Secretary of State Adrian Fontes told the gathering of local and national reporters that advances in AI technology are one of the biggest new challenges election officials have to contend with today.
“With generative AI, particularly, we're facing not just misinformation, disinformation, but in a very, very elevated way, in a very expanded way,” Fontes said. “And it's going to reach broader and deeper than we've ever seen anything.”
Toshi Anders Hoo, director of the Emerging Media Lab at the Institute for the Future, said AI platforms are becoming better at impersonating human beings, including their voices and physical appearances.
“And also, this is kind of the cutting edge of this technology — AI is able to track and even emulate and respond to our emotions in real time,” Anders Hoo said.
Anders Hoo said humans are having an increasingly difficult time identifying what content is generated by artificial intelligence, citing a study that found participants struggled to discern which photos of faces were real and which were created by a computer.
“This study of over 700 people found that people were terrible at identifying which one — in fact, worse than terrible,” he said. “That you're more likely to identify an AI generated image of the human than a human being; they call this hyperreality.”
And he said the tools in development to detect AI-generated content are not yet foolproof.
“The problem is false positives,” Anders Hoo said. “Humans are getting fired, and students are getting failed, because AI is saying that they didn't write something when they did.
Fontes said that could pose real problems, because bad actors could use the technology to use fake videos of election officials themselves to spread disinformation.

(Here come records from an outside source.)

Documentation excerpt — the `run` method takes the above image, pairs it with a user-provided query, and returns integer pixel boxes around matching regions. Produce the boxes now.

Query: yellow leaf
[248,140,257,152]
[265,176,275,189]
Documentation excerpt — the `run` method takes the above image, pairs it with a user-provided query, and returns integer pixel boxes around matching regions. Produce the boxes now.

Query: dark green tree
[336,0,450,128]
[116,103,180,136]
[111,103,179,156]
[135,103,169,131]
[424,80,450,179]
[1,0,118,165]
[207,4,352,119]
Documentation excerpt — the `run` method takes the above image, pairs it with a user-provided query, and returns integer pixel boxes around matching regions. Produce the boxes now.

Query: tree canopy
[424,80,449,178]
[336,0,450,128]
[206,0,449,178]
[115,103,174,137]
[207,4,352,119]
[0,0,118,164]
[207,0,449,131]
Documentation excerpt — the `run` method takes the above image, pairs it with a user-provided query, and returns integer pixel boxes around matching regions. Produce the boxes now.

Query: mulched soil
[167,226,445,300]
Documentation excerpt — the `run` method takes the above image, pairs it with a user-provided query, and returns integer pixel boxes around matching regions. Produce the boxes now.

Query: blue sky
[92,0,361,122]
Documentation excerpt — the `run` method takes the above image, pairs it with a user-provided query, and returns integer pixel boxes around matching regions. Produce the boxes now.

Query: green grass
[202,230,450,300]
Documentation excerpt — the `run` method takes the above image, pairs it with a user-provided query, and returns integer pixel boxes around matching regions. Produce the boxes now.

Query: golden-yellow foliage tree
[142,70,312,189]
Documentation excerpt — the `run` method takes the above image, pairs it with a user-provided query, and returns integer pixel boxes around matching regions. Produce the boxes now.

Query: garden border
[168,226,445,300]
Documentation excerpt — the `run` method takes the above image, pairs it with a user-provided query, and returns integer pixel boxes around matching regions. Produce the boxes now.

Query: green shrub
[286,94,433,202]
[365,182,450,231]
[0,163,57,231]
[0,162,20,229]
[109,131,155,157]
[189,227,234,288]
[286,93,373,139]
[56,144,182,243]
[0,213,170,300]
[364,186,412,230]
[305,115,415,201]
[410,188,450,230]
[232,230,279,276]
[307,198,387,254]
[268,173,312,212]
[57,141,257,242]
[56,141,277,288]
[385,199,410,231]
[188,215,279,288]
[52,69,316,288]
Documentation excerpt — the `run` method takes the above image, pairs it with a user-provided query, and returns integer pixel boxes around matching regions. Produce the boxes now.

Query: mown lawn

Attendees at the event saw sample AI-generated videos, including a video purportedly showing Fontes speaking French and German, languages he does not actually speak.
To avoid worst case scenarios, Anders Hoo said society will have to develop new “sensibilities,” comparing it to the training and awareness that was developed in response to phishing emails.
“I don't think many folks in here would fall for this email, right?” Anders Hoo said, referring to a phishing email that asked the recipient to send money in exchange for a larger payout at a later date. “We've built up new literacies; new sensitivities.”